Maybe something did happen, I thought. Maybe he smiled and waved for her to stop, and then he went over to the curb to chat with her, and they hit it off beautifully, and now she’s calling to tell me that they’re going to the movies later tonight. Oh, wait, this is Carol Lee’s theoretical love life. Motto: “Not on This Planet.” Okay. Maybe he went out into his yard, picked up the biggest rock he could find, and waited for her next revolution…
“Okay,” I said. “He came out into the yard, picked up the newspaper, and saw you. Then what?”
“That’s it,” said Carol Lee. “Then I came home.”
“So he saw you. Why are you hysterical? Oh, wait. Did he catch you rooting through his garbage cans?”
“No, of course not!”
I didn’t think there was any of course about it, but I was relieved that she had restrained herself. “Okay, he saw you on your bike. Isn’t that what you wanted?”

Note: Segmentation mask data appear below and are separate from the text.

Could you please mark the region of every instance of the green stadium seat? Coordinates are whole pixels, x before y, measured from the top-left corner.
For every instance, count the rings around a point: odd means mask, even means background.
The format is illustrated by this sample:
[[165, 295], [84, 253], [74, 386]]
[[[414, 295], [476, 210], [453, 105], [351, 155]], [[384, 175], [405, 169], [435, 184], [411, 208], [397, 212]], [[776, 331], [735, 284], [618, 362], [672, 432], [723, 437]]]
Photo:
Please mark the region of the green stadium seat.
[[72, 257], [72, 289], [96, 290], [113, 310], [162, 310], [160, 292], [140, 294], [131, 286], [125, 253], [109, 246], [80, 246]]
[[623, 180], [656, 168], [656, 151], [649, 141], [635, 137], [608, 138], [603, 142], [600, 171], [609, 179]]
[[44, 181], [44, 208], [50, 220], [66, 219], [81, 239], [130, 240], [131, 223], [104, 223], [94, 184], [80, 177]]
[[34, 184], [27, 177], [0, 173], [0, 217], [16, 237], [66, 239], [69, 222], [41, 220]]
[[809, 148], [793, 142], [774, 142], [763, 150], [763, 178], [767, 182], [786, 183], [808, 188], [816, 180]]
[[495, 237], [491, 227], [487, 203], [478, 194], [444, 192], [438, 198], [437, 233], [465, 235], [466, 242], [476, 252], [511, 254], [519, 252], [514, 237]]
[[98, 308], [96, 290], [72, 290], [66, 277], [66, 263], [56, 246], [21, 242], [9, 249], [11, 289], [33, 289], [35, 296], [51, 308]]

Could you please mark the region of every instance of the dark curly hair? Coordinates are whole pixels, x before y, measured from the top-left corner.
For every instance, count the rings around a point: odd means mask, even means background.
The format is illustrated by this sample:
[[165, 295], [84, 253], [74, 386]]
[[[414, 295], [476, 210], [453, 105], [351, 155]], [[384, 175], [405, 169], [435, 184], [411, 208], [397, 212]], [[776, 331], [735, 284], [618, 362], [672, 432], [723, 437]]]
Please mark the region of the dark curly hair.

“No!” She was wailing again. “I just wanted to see him. I didn’t want him to see me.”
I told Carol Lee that if that was her idea of a romantic encounter, she would be much better off falling in love with a Paul McCartney poster, but she was not amused. Well, I thought, at least I’ve heard the last of Cholly Barnes.
I hadn’t, though.
Carol Lee continued to stake out a lunch table so that she could keep Cholly under surveillance while we ate, and her obsession with him showed no sign of letting up. She managed to discover his birthday, his dog’s name, his food preferences, and about a zillion other completely useless biographical details, all of which she regaled me with as we watched him eat. If Taylor High had offered a course in Cholly Barnes, we would have passed it with honors.